We also employ semi-distributed centralized labs to address the need for diagnostic services that cannot be offered within small facilities at the point of care. The lab acts as a hub for multiple small facilities (the spokes). As a capex heavy model, we require asset financing support to fund our working capital cycle and purchase diagnostics assets to  reach about 200 small facilities to operationally break even by Q3 2020. Future growth can then be a function of additional financing raises and positive cash flow generated by the underlying operations.

Partnership & Prize Funding Opportunities

Why are you applying to Solve?

We believe Solve’s mission to promote the health of pregnant women and newborns directly aligns with what we are seeking to achieve. To this end we seek help from Solve to help overcome the following barriers:

Scaling, Partnerships, and Regulatory Support: We are looking for experts and potential partners in our target markets who can support and guide us through new market entry, local partnerships, and the regulatory landscape as we scale. As we move into more rural areas, we are looking for partners who can support us in building out a distribution model that will work for the last mile. We are also looking for other health companies build our network of health stakeholder partners on a global level. 

Software Development: We are seeking support in developing our tech platform and associated software solutions. As we intend to move into remote care and automated care, we are seeking further technical support in making sure our solutions work seamlessly and ensure patient trust. 

Grant Funding: We’re also looking for in-kind contributions that will allow us to subsidize the Butterfly iQs so small facilities can access these devices at lower up-front costs.

Training: We are finally seeking support to operationalize our telemedicine strategy, building a network of remote sonographers and implement training programs geared towards facilitating clinical officer uptake of basic sonography.

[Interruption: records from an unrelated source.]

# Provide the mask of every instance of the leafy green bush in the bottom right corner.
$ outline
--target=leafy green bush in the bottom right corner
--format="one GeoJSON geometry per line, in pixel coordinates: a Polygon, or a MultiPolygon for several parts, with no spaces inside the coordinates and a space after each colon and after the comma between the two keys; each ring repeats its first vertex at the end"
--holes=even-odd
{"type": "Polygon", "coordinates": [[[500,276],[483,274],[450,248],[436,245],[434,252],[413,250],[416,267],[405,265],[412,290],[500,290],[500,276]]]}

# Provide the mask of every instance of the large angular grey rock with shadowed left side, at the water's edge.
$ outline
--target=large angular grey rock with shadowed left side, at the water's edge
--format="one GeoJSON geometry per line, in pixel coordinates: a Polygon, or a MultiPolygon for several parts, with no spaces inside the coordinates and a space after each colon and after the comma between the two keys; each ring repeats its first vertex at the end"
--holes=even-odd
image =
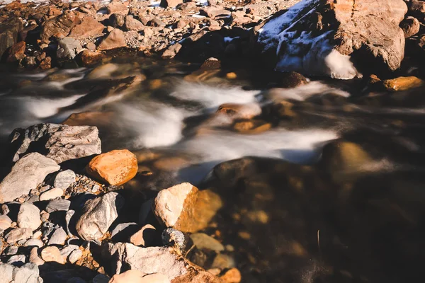
{"type": "Polygon", "coordinates": [[[14,129],[11,137],[11,144],[17,149],[13,161],[18,161],[28,151],[47,151],[46,156],[57,163],[101,154],[97,127],[40,124],[14,129]]]}

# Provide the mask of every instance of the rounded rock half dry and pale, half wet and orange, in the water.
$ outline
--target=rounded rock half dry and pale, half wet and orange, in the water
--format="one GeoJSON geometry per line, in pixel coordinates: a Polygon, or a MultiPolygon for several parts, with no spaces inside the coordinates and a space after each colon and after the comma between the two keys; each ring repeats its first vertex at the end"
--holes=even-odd
{"type": "Polygon", "coordinates": [[[214,192],[181,183],[159,192],[152,211],[164,226],[195,233],[208,226],[221,207],[222,200],[214,192]]]}

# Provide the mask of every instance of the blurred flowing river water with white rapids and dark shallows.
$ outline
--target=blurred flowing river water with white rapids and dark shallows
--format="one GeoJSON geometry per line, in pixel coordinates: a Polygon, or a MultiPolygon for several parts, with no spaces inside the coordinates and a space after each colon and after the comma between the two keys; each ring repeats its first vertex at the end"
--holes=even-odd
{"type": "Polygon", "coordinates": [[[205,232],[233,247],[242,282],[419,282],[423,89],[280,86],[258,69],[135,57],[3,71],[0,138],[42,122],[96,125],[103,152],[137,155],[129,190],[217,188],[225,207],[205,232]]]}

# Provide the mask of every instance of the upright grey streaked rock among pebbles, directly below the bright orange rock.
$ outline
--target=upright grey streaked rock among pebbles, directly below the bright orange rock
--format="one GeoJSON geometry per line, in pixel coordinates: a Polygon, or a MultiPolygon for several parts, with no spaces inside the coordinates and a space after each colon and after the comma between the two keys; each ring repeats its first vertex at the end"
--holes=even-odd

In which of the following areas do you most need partners or support?

  • Solution technology
  • Product/service distribution
  • Talent recruitment

What organizations would you like to partner with, and how would you like to partner with them?

We would be interested to be connected with other Solvers in Sub-Saharan Africa working in health: 

E-Heza: We see E-Heza as a potential partner as we move into Rwanda and other markets. Their approach to managing electronic health records forms a starting point from which we could connect our suite of tools, including those that can be equipped for maternal health e.g. the Butterlfy IQ ultrasound. 

Lifebank: Lifebank is the connection between facilities and life-saving products (blood and oxygen) and vaccines. We see the organization as a great partner to connect our facilities with on-demand blood and oxygen. 


We would be interest to partner with several Solve members including:

Novartis Foundation: The Novartis Foundation vision to support the healthcare needs of low-income individuals in Sub-Saharan Africa with a tech-based approach aligns directly with our vision. We serve low income individuals with tech-based diagnostic solutions. This would be an ideal angle to partner with Novartis Foundation to bring our service offering to their focus countries in SSA, and pilot new diagnostic tools for NCDs.  

The Intuitive Foundation: The Intuitive Foundation is active in technology research for the purpose of promoting health. As we build out our tech platform as a tool to manage health remotely and drive healthcare seeking behaviours, we would be interested to pilot a few approaches with the Intuitive Foundation. 

Please explain in more detail here.

We are seeking new partners at the forefront of medical technology who are looking to equip clinics in Sub-Saharan Africa with tools that will dramatically change the level of care they are able to offer. We are seeking advice in building out a distribution approach that will suit clinics in more rural areas.